I agree for library API design: that takes a bit of experience to get 
right.  But when it comes to writing documents I think the rules for 
readability are quite straight forward (some universities even have them 
in their curriculum): do not start with the details but give the reader 
an overview first.  Give previews and summaries.  Generally watch 
document structure.  Do not put too much in a single diagram.  Things 
like that.

> Testing certainly helps. Functional tests (as opposed to unit tests) can
> and should be part of and produced from requirements. At the user-facing
> level you can send test scenarios back as memos of understanding (MoUs)
> - what better way to make clear what you understand and how it will play
> out?

Good point.

> Prototypes count, too. They can meet tests, even. Building a prototype
> that meets tests, starting within a day or so of starting, kicks ass for
> converging on clarity. Keep it up - every day the prototype runs, works
> (up to whatever you've done that day), can be checked out and run in any
> directory, by any developer, and run, etc.

And prototypes are a great way to test whether ideas work with low 
effort before basing a whole design on an idea.
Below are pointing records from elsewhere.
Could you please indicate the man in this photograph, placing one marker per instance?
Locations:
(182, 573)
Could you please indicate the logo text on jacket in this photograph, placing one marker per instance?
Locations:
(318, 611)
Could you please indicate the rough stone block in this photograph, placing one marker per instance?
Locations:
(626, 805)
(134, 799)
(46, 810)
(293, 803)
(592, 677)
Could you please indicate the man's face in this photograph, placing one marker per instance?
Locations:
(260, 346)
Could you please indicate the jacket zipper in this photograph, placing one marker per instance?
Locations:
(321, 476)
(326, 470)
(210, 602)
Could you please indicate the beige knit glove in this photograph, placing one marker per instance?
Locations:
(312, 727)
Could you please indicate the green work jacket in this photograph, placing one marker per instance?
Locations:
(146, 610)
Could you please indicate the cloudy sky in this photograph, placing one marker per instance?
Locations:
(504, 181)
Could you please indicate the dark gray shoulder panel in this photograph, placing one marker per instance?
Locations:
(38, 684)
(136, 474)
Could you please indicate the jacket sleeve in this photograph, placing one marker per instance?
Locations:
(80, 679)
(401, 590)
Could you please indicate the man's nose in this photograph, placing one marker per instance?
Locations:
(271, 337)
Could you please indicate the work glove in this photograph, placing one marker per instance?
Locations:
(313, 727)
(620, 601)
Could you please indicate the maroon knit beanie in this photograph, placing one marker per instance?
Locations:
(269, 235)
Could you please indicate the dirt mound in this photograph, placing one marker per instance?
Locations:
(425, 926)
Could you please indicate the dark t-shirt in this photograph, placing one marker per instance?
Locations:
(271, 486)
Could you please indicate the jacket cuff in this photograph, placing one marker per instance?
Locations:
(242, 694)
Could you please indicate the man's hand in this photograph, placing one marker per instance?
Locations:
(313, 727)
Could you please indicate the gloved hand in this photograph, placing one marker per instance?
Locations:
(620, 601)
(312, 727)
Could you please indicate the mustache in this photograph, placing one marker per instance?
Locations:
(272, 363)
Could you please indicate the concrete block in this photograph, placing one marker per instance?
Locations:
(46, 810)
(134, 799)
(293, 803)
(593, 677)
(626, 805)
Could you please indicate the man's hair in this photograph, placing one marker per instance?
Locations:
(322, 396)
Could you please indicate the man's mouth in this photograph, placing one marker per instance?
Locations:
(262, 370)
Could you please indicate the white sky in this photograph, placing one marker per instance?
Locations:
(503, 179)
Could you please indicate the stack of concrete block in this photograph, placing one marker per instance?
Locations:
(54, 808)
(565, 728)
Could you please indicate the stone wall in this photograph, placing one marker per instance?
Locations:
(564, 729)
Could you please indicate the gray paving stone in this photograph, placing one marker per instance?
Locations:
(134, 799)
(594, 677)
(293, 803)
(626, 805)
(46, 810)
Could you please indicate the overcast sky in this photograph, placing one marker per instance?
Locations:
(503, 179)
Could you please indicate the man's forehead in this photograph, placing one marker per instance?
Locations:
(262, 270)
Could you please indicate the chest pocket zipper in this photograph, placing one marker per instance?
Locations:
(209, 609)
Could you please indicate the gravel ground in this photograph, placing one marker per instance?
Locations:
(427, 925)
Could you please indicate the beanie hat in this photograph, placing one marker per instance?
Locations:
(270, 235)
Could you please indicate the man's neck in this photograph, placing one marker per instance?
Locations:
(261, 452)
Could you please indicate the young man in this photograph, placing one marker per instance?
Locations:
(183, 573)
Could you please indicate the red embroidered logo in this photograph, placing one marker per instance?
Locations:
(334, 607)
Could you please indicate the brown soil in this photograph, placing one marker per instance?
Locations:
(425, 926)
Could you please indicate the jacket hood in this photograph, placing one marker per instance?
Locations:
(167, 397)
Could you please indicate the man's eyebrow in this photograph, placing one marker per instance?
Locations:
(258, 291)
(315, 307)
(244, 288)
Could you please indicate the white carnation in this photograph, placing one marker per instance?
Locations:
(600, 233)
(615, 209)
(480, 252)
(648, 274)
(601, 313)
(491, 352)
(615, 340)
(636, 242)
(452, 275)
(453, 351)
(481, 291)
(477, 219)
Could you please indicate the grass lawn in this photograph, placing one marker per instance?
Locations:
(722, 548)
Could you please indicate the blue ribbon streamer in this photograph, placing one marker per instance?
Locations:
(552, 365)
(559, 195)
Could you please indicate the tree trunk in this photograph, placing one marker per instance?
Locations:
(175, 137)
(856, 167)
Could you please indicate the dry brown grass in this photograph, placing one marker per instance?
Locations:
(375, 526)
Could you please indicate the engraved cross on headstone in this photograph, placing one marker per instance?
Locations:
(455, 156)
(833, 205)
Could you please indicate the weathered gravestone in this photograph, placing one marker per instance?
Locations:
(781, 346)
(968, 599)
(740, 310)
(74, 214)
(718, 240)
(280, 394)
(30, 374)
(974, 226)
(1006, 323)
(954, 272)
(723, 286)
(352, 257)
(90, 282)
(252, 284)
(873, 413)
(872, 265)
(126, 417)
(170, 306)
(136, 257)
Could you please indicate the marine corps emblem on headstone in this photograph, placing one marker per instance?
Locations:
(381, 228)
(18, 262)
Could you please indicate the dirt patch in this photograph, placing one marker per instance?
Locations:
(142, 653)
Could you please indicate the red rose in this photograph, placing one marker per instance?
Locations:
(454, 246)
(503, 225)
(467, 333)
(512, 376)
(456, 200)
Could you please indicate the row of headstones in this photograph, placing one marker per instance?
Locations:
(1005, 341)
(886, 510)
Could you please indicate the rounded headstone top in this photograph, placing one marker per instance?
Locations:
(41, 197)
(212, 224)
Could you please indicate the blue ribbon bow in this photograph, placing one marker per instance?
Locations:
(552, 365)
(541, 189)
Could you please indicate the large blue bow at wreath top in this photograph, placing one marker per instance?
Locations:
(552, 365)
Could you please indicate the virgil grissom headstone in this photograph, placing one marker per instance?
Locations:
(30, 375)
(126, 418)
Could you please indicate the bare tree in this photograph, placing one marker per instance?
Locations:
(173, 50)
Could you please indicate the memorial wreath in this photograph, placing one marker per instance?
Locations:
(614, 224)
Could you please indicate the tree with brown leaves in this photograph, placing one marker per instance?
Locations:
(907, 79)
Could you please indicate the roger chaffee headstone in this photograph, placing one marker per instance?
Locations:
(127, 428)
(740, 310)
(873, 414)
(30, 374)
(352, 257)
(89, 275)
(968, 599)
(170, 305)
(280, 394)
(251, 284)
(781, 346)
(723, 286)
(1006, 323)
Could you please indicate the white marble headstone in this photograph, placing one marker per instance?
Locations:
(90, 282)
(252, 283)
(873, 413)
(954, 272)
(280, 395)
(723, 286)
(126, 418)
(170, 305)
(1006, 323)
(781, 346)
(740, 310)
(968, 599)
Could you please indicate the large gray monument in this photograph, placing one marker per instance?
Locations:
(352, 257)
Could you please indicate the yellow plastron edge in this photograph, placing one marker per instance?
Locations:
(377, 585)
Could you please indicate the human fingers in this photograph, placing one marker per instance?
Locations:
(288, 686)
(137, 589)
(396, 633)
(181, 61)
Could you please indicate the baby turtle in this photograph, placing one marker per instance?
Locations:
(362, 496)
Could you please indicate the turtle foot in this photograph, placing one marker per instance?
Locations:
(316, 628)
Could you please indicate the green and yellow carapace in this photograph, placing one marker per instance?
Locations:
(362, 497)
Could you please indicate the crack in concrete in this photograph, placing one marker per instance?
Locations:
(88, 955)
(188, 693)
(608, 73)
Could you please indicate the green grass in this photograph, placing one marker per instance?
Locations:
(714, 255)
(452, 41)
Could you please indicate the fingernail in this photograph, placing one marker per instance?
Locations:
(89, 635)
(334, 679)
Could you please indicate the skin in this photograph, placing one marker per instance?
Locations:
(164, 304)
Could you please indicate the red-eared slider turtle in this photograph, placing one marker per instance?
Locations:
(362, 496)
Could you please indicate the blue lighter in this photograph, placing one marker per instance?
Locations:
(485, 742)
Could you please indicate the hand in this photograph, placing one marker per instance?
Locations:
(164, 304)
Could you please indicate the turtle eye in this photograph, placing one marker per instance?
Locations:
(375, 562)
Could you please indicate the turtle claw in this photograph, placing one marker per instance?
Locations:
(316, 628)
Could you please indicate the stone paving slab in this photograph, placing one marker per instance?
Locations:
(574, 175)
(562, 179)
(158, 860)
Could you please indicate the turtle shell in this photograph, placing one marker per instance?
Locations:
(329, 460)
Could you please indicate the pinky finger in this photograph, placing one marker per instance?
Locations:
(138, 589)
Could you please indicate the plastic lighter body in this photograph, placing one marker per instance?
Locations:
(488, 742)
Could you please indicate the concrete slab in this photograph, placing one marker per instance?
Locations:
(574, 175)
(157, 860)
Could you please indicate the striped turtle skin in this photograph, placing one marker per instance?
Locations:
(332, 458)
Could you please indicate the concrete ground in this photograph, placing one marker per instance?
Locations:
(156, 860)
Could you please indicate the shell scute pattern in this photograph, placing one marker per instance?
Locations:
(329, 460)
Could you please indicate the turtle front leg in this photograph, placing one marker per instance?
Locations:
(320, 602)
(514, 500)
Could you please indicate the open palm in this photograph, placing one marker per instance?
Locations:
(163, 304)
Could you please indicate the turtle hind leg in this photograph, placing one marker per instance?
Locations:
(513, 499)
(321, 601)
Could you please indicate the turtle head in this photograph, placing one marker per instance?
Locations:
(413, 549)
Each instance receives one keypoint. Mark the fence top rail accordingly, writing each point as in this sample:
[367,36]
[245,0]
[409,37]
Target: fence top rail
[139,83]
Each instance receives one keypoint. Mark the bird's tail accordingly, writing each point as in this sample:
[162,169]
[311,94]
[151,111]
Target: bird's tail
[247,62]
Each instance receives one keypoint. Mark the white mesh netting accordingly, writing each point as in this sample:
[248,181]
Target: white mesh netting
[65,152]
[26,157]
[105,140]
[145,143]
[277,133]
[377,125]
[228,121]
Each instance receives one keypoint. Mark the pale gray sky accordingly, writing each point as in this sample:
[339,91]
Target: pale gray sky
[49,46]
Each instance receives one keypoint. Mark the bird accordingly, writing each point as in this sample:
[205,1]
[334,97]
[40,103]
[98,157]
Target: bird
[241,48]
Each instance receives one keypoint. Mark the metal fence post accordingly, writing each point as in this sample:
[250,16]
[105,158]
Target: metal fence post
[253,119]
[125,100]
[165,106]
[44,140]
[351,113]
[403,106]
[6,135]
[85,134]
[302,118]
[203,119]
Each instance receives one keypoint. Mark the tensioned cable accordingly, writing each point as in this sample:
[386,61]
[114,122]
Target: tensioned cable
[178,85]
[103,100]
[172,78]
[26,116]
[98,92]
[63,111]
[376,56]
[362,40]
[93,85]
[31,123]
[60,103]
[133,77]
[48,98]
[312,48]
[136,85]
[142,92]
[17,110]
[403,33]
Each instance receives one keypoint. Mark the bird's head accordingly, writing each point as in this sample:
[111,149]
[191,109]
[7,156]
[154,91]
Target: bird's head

> Add a CI tool like Jenkins to run your tests every time you "git commit"
> to "origin/master" (or whatever); you got yourself a one-entity
> professional shop.

Jenkins is great.  We use it.  Broken tests are quickly discovered. :-)

Kind regards

	robert

PS: Hey, you managed to sneak in a German word. :-)

-- 
remember.guy do |as, often| as.you_can - without end
http://blog.rubybestpractices.com/

[toc] | [prev] | [next] | [standalone]

#14788

From	Gene Wirchenko <genew@ocis.net>
Date	2012-05-24 20:11 -0700
Message-ID	<arttr7lumqps4v6h19ihf16a4rqf2d1v32@4ax.com>
In reply to	#14783

On Thu, 24 May 2012 23:05:19 +0200, Robert Klemme
<shortcutter@googlemail.com> wrote:

[snip]

>Pretty early in my career I had a quite instructive experience: we were 
>building a web catalog for a business customer with user management, a 
>lot of technical data about their products - and of course a link to 
>their ERP system.  They wanted to have a price calculation in that 
>system which could take several routes depending on the user.  They 
>explained it, I wrote a document which also included an UML activity 
>diagram of the flow with explanations.  We sent it in.  They rejected: 
>"No, it must be completely different."  So we sat together.  End of the 
>story: it was exactly what they wanted.  So they either did not 
>understood the document and didn't want to ask - or their own 
>requirements. :-)
               ^^^
     What is this?

     (I think you called it right, no joking.)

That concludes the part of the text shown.